To use OpenAI’s GPT models:
1

Get an API Key

Create an API key at platform.openai.com/api-keys
2

Update docker-compose.yml

Modify the backend service configuration:
backend:
  image: unmute-backend:latest
  environment:
    - KYUTAI_STT_URL=ws://stt:8080
    - KYUTAI_TTS_URL=ws://tts:8080
    - KYUTAI_LLM_URL=https://api.openai.com/v1
    - KYUTAI_LLM_MODEL=gpt-4.1
    - KYUTAI_LLM_API_KEY=sk-...
    - NEWSAPI_API_KEY=$NEWSAPI_API_KEY
3

Remove VLLM Service (Optional)

Since you’re using an external LLM, you can remove the llm service from docker-compose.yml to save resources:
# Remove or comment out this entire section:
# llm:
#   image: vllm/vllm-openai:v0.11.0
#   ...
4

Restart Services

Apply the changes:
docker compose up --build

Ollama (Local)

To use a locally running Ollama instance:
1

Install and Start Ollama

Install Ollama from ollama.ai and pull a model:
ollama pull gemma3
2

Update docker-compose.yml

Configure the backend to connect to your host machine:
backend:
  image: unmute-backend:latest
  environment:
    - KYUTAI_STT_URL=ws://stt:8080
    - KYUTAI_TTS_URL=ws://tts:8080
    - KYUTAI_LLM_URL=http://host.docker.internal:11434
    - KYUTAI_LLM_MODEL=gemma3
    - KYUTAI_LLM_API_KEY=ollama
    - NEWSAPI_API_KEY=$NEWSAPI_API_KEY
  extra_hosts:
    - "host.docker.internal:host-gateway"
The extra_hosts section allows Docker containers to access services running on the host machine.
3

Remove VLLM Service (Optional)

Remove the llm service definition from docker-compose.yml to free up GPU memory.
4

Restart Services

docker compose up --build

Mistral AI

To use Mistral’s API:
backend:
  environment:
    - KYUTAI_LLM_URL=https://api.mistral.ai/v1
    - KYUTAI_LLM_MODEL=mistral-small-latest
    - KYUTAI_LLM_API_KEY=your-mistral-api-key

Custom VLLM Server

If you’re running your own VLLM server elsewhere:
backend:
  environment:
    - KYUTAI_LLM_URL=http://your-vllm-server:8000
    - KYUTAI_LLM_MODEL=meta-llama/Llama-3.2-1B-Instruct
    # API key may not be needed for private VLLM instances

Dockerless Configuration

For dockerless deployments, set the environment variables before starting the backend:
export KYUTAI_LLM_URL=https://api.openai.com/v1
export KYUTAI_LLM_MODEL=gpt-4.1
export KYUTAI_LLM_API_KEY=sk-...

./dockerless/start_backend.sh
Or modify the dockerless/start_backend.sh script to include these variables.

Model Selection

The LLM is displayed in conversation system prompts. The backend automatically formats the model name for readability (e.g., meta-llama/Llama-3.2-1B-Instruct becomes “meta llama Llama 3.2 1B Instruct”). For local VLLM deployment:
  • meta-llama/Llama-3.2-1B-Instruct - Lightweight, 16GB VRAM (default)
  • mistralai/Mistral-Small-3.2-24B-Instruct-2506 - Higher quality, requires more VRAM
  • google/gemma-3-12b-it - Good balance of quality and performance
For external APIs:
  • OpenAI: gpt-4o, gpt-4.1, or gpt-3.5-turbo
  • Mistral: mistral-small-latest or mistral-large-latest
  • Ollama: gemma3, llama3, mistral, etc.

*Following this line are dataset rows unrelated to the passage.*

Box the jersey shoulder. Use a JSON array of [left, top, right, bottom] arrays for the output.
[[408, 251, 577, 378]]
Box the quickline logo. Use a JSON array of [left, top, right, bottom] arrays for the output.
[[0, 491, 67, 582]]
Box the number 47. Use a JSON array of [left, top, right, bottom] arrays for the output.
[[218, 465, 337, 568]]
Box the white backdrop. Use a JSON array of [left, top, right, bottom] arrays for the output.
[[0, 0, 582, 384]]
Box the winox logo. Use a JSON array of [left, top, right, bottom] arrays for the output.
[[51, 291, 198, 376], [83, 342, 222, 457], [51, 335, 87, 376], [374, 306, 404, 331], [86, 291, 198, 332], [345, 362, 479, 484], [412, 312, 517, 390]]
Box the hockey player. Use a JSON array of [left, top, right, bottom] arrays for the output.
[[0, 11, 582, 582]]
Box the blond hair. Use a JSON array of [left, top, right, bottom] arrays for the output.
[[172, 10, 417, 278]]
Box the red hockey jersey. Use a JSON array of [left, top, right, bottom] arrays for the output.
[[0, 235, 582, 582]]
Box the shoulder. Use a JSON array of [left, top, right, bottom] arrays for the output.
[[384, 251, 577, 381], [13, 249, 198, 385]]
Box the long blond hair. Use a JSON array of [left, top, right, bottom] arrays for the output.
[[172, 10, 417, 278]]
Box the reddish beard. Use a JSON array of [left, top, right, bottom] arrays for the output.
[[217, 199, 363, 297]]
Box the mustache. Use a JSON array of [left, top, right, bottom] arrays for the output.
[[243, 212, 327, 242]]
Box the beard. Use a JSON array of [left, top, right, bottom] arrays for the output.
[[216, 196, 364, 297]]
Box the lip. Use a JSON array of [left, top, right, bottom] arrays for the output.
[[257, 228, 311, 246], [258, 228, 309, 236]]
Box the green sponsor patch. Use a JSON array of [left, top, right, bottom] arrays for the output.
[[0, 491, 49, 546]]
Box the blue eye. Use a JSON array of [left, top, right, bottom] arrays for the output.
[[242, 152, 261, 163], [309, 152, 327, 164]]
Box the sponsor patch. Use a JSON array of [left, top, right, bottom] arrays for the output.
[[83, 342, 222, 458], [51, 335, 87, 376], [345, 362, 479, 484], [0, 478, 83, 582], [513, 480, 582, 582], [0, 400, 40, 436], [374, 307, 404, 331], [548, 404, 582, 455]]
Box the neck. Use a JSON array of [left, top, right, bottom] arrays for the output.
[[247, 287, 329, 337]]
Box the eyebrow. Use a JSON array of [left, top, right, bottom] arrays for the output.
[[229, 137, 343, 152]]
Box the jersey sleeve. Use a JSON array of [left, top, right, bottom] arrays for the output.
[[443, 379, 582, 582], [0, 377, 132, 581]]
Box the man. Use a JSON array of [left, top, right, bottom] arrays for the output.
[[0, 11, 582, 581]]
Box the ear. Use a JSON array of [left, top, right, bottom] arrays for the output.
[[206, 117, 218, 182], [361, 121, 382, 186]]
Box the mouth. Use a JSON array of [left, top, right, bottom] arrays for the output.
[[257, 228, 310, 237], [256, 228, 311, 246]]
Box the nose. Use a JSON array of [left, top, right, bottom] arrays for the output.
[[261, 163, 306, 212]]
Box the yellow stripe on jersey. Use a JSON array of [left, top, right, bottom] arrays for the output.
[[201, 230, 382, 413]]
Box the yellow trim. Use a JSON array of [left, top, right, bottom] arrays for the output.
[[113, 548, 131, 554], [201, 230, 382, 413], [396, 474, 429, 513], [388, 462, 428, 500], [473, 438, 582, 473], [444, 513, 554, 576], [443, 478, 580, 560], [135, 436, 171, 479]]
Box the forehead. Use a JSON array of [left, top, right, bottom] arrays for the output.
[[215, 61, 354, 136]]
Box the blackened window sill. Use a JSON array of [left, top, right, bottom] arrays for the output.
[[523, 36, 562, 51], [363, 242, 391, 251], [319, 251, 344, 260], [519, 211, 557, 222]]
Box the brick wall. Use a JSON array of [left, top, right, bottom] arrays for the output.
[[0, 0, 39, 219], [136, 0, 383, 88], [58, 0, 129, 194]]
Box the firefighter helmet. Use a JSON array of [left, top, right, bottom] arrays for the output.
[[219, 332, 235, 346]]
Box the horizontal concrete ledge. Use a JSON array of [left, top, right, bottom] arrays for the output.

LLM Requirements for Unmute

Unmute works best with models that:
Support streaming text generation for low-latency responses
Are optimized for conversational tasks
Follow instruction formats well
Generate concise responses suitable for speech

System Prompt Integration

The LLM receives a detailed system prompt that includes:
  • Base instructions for voice conversation format
  • Character-specific personality traits (from voices.yaml)
  • Language instructions (English/French support)
  • Context about the Unmute system itself
  • Current date, time, and timezone (for relevant character types)
The system prompt is generated by unmute/llm/system_prompt.py and automatically includes the LLM model name.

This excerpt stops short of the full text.